Die Deutsche Forschungsgemeinschaft sollte die strategische Herausforderung annehmen und ihre diesbezüglichen Programme ausbauen, zugleich aber auch wie bisher der unabhängige und unbestechliche Anwalt der Grundlagenforschung sein. Denn so dringlich der Wunsch aller ist, dass wieder mehr Innovationen aus Deutschland kommen, so wichtig ist es, eine Lanze für die Grundlagenforschung zu brechen. Gerade die Politikferne der DFG ist ihr wichtigster Pluspunkt. Sie wird nie in den Verdacht geraten, kurzfristigen wissenschaftspolitischen Moden zu folgen. Erstrebenswert wäre dennoch, dass die DFG systematischer als bisher in ihren Programmen den Transferaspekt stärkt, um die Leistungsstärke des deutschen Innovationssystems zu heben. So könnte die DFG unter anderem in den Forschungszentren und den Projekten der Exzellenzinitiative auf die Beteiligung der Wirtschaft mehr Wert legen oder gar ein Clusterprogramm auflegen, bei dem die Beteiligung der forschenden Wirtschaft zur Bedingung gemacht wird. Auf diese Weise würde die DFG einen wichtigen Beitrag zur Vernetzung von Wissenschaft und Unternehmen leisten. Wirtschaft und Wissenschaftspolitik haben ein berechtigtes Interesse daran, dass das in der öffentlichen Forschungsförderung eingesetzte Steuergeld ökonomische Früchte trägt. Es geht längst nicht mehr nur darum, mehr Geld in Wissen zu investieren, wir müssen uns verstärkt darum kümmern, wie das Wissen wieder in Geld verwandelt wird.

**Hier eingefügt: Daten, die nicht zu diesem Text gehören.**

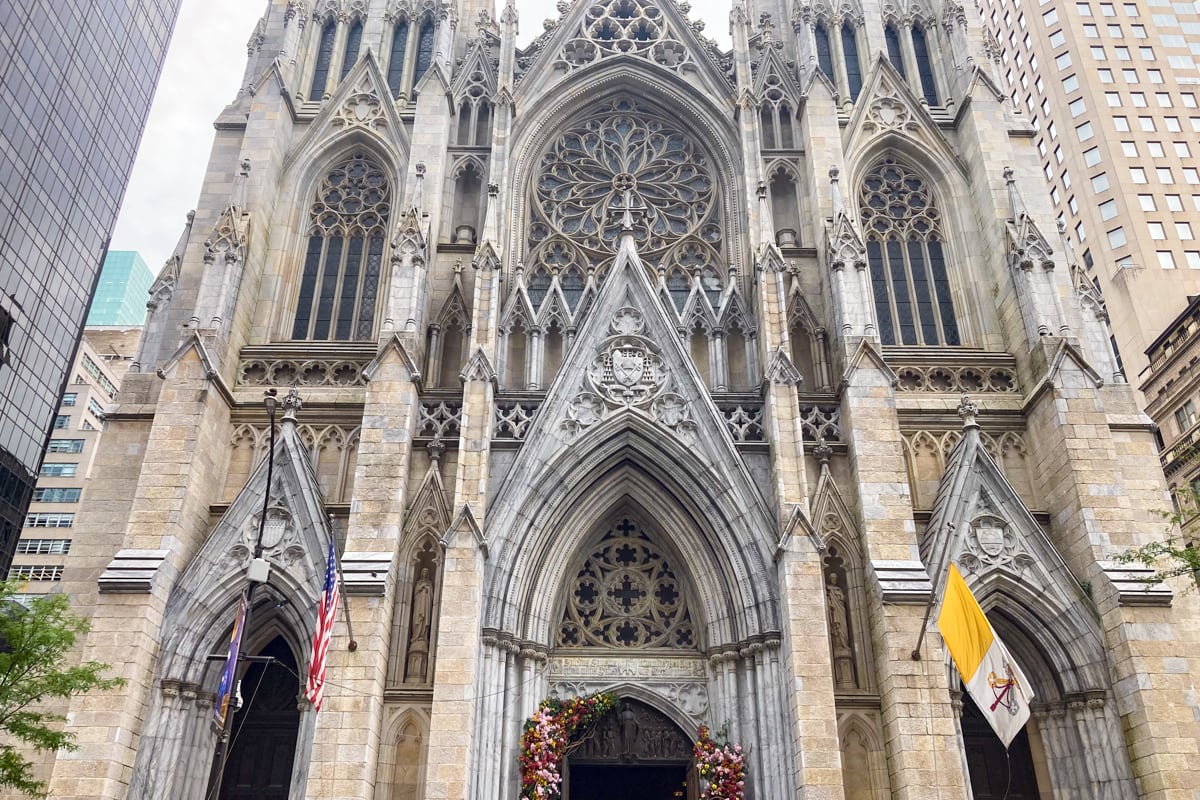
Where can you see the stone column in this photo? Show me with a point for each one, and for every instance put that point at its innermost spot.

Doch dieser Prozess verlangt bisweilen einen langen Atem. Die Entwicklung des Lasers bietet dafür ein überzeugendes Beispiel. So ist der Laser eine der wichtigsten Erfindungen des 20. Jahrhunderts, aber zugleich eine, bei der zwischen den theoretischen Grundlagen und dem Bau des ersten Gerätes insgesamt 43 Jahre liegen. Dieser Zeitraum reicht weit über jede nur denkbare Form einer koordinierten Innovationsplanung hinaus. Ich ziehe daraus den Schluss: Die wirklich großen Innovationen lassen sich überhaupt nicht planen, der Staat kann allenfalls innovationsfreundliche Rahmenbedingungen schaffen. Deshalb müssen Staat und Wirtschaft der Versuchung widerstehen, der Grundlagenforschung inhaltliche Vorgaben zu machen. Die Wissenschaft dient der Allgemeinheit am besten, wenn sie nach Spitzenleistungen strebt. Sie muss das nach ihren eigenen Regeln tun, zum Beispiel durch die Kontrolle der Fachkollegen, das so genannte Peer Review-Verfahren. Denn wenn sich nicht vorhersehen lässt, welche wissenschaftliche Entdeckung auf verschlungenen Pfaden zu einer Innovation wird und sich somit das mutmaßliche Innovationspotenzial nicht feststellen lässt, dann kann es auch nicht zur Verteilung von Geld herangezogen werden. Die Deutsche Forschungsgemeinschaft kann daher der erste Anwalt der Grundlagenforschung sein.

Trotzdem sollten Grundlagenforscher ermutigt werden, über Nutzanwendungen ihrer Arbeit nachzudenken – und zwar nicht nur durch Auszeichnungen, öffentliche Anerkennung und andere immaterielle Ehren, sondern auch durch finanzielle Anreize. Es müssen auch systematischer und nachhaltiger als bisher Gelegenheiten geschaffen werden, bei denen Forscher und Unternehmer zusammenkommen. Denn nur wenn sich die kreativen Ideen der Forscher mit den Bedürfnissen der „Kunden“, den Unternehmern, verbinden, entsteht ein Innovationsprozess. Wie sich die Begegnung zwischen Wissenschaft und Wirtschaft effektiv organisieren lässt, zeigen beispielhaft die nordamerikanischen Spitzenuniversitäten. Dort ist der Campus der Ort des Austauschs.

Dr. Arend Oetker

Arend Oetker ist Präsident des Stifterverbandes für die Deutsche Wissenschaft, Unternehmer und Mitglied im Präsidium der DFG.